An October 2007 regulation in Aceh on the construction of houses of worship has resulted in unreasonable limitations on the ability of religious minorities to build and renovate churches and temples. In May 2012 alone, that law prompted authorities to forcibly close 17 Christian churches and a house of worship for one of Aceh’s many indigenous native faiths. On 17 June 2012 Islamist militants destroyed the GBI Peunayong Protestant church on the pretext that it was illegal. Governor Irwandi Yusuf had inflamed the situation by declaring in May 2011 that several non-Sunni sects and religions followed “deviant teachings.”
Such intolerance is becoming distressingly common across Indonesia. Indonesia's Setara Institute, which monitors religious freedom in Indonesia, documented 243 incidents of physical violence in the first 10 months of 2013, compared with 264 in all of 2012, up from 216 in 2010.
Women in Aceh are under siege from four Sharia-inspired criminal bylaws enacted in July 2003 that impose punitive restrictions on freedom of association and expression. These laws apply to both women and men, but local activists say that the Sharia police, who enforce them, apply them more often and more harshly against women and girls.
One of the laws imposes “seclusion,” making it a crime for two adults of the opposite sex who are not married or related by blood to be together in an isolated place. This broadly worded law has been interpreted to prohibit merely sitting and talking in a quiet space with a member of the opposite sex. The authorities have even targeted people eating or studying together. Sharia police officials say they sometimes force women and girls suspected of violating the seclusion law to submit to “virginity exams,” which are invasive and demeaning. Violators face between three and nine lashes from a rattan cane.
Another restrictive bylaw imposes “Islamic” public dress requirements for Muslims. In practice it imposes far more onerous restrictions on women, requiring them to cover their hair with the hijab headscarf in public and forbidding them from wearing body-hugging clothing. In Banda Aceh, the Sharia police regularly organise sweeps against women with tight jeans. Aceh’s Sharia police chief told Human Rights Watch, “We focus on everybody, but it’s usually women that make mistakes.” Police arrested Putri Erlina, 16, in 2012, allegedly for violating her town’s seclusion law.
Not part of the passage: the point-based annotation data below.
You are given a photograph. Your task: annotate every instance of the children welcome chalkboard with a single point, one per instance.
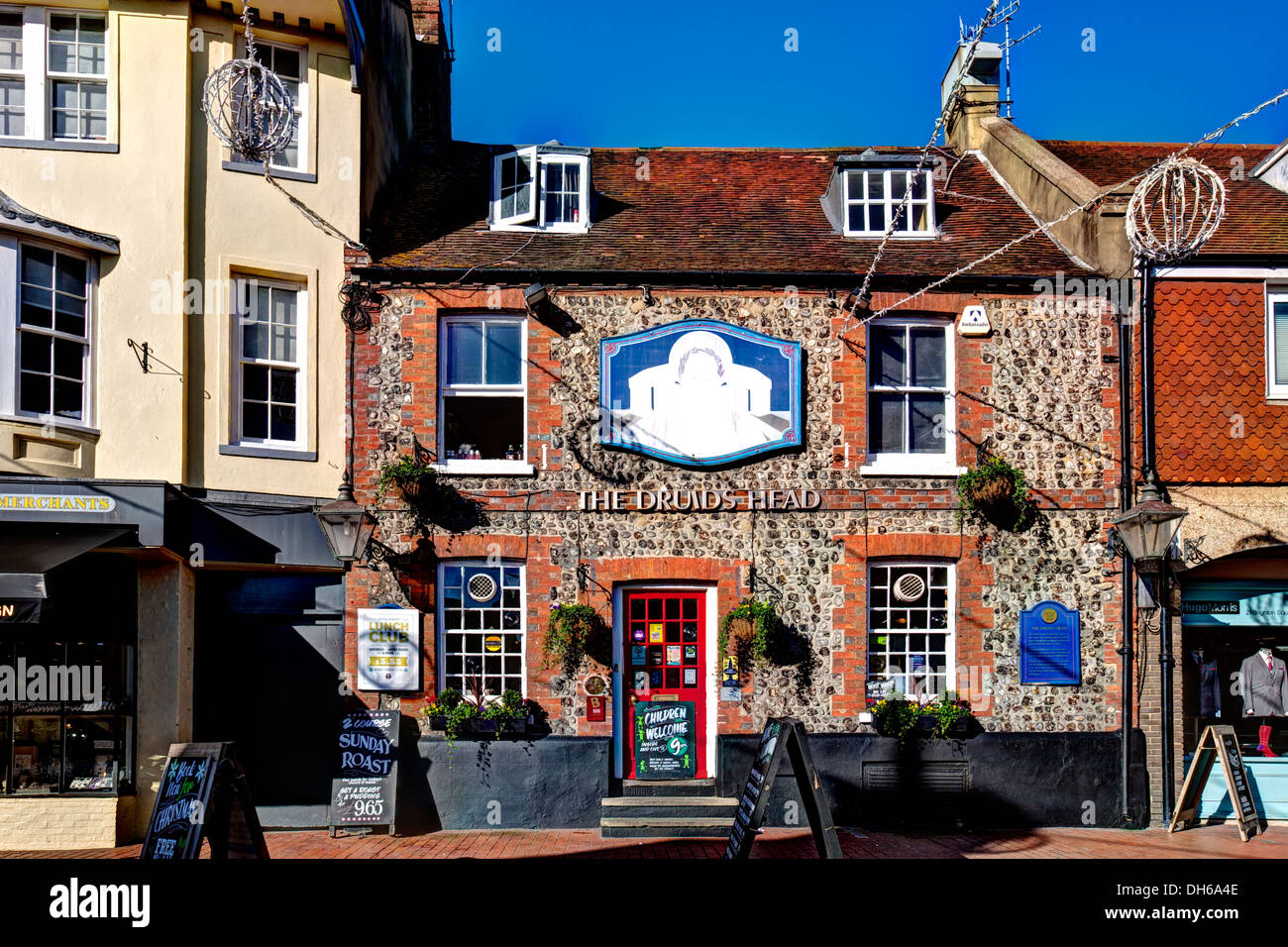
(665, 740)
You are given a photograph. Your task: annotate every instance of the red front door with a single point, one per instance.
(665, 659)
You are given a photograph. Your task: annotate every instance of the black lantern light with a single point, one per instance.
(1149, 527)
(346, 525)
After local media reported her arrest, Erlina wrote a note saying she could not endure the shame and hanged herself.
A series of bylaws enacted in recent years in Aceh’s 23 regencies have further restricted women’s rights. The city of Lhokseumawe rolled out a regulation last January banning women from straddling motorcycles – only riding side-saddle is permitted. In neighboring Bireuen, a local regulation enacted in May prohibits women from dancing. In Meulaboh, in western Aceh, a decree imposed in January 2010 forbids women from wearing pants.
The mayor of Lhokseumawe gave his reasons for the new regulations - "Women sitting on motorbikes must not sit astride because it will provoke the male driver....We want to save women from things that will cause them to violate shariah law. We wish to honour women with this ban because they are delicate creatures".